If you think prohibited persons committing felony straw purchases are being stopped by their unwillingness to lie about their gender identity or their reluctance to admit federal marijuana violations, Lickenbrock has an Everytown article to sell you. These aren’t anti-straw-purchase measures. They’re administrative bloat that the ATF is appropriately streamlining.

The actual anti-straw-purchase architecture in federal firearms law — the NICS background check, the federal felony penalties for false statements on Form 4473, the federal felony penalties for purchasing a firearm on behalf of a prohibited person — all remain fully in effect. The reform package addresses paperwork, not enforcement.

The “Charleston Loophole”

Lickenbrock objects to the ATF doubling the time a NICS decision remains valid from 30 to 60 days, claiming this will increase the risk that prohibited persons obtain firearms.

This is the same argument gun-control advocates have been making for years, and it has the same problem it always has: a prohibited person with a firearm is still a prohibited person with a firearm.

If a NICS check is later determined to have been improperly approved, the ATF already has statutory authority to retrieve the firearm. The validity window doesn’t change what’s legal — it changes how long the paperwork remains current.
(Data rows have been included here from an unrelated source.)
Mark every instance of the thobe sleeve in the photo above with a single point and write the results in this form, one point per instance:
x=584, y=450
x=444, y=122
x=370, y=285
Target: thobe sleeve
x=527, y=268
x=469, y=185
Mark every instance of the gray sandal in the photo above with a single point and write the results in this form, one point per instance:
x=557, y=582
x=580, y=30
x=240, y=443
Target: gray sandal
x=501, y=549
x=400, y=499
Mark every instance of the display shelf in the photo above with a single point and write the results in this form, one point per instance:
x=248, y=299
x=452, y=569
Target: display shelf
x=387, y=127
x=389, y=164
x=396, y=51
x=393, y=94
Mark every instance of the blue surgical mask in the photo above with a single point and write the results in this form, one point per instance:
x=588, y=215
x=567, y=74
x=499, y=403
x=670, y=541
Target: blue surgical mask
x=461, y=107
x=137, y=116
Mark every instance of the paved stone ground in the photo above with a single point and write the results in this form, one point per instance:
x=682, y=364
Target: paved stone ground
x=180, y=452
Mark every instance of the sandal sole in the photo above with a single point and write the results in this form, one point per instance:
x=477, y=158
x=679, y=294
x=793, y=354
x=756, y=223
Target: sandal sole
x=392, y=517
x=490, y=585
The Charleston shooting in 2015 — the case Lickenbrock implicitly references — happened because of a NICS examiner error in the existing system, not because of any validity window issue.

The shooter took possession of his firearm 67 days after the NICS check, well past the existing 30-day window, because his FFL exercised the legal default-proceed option after the 72-hour examination period expired without a determination. That’s a different problem than the validity window Lickenbrock is complaining about.

The 2019 Henry Pratt Company shooting in Aurora, Illinois — another mass shooting Everytown might want to remember — happened because the Illinois State Police failed to follow up on a revoked Firearm Owner’s Identification card. The shooter purchased the gun legally before his FOID was revoked, and the state police never verified that he’d surrendered the firearm after revocation. That’s a state-level enforcement failure, not a federal NICS validity window issue.

In other words, the two mass shootings most commonly cited in arguments for restricting NICS were not caused by the federal regulatory framework that the ATF is now reforming.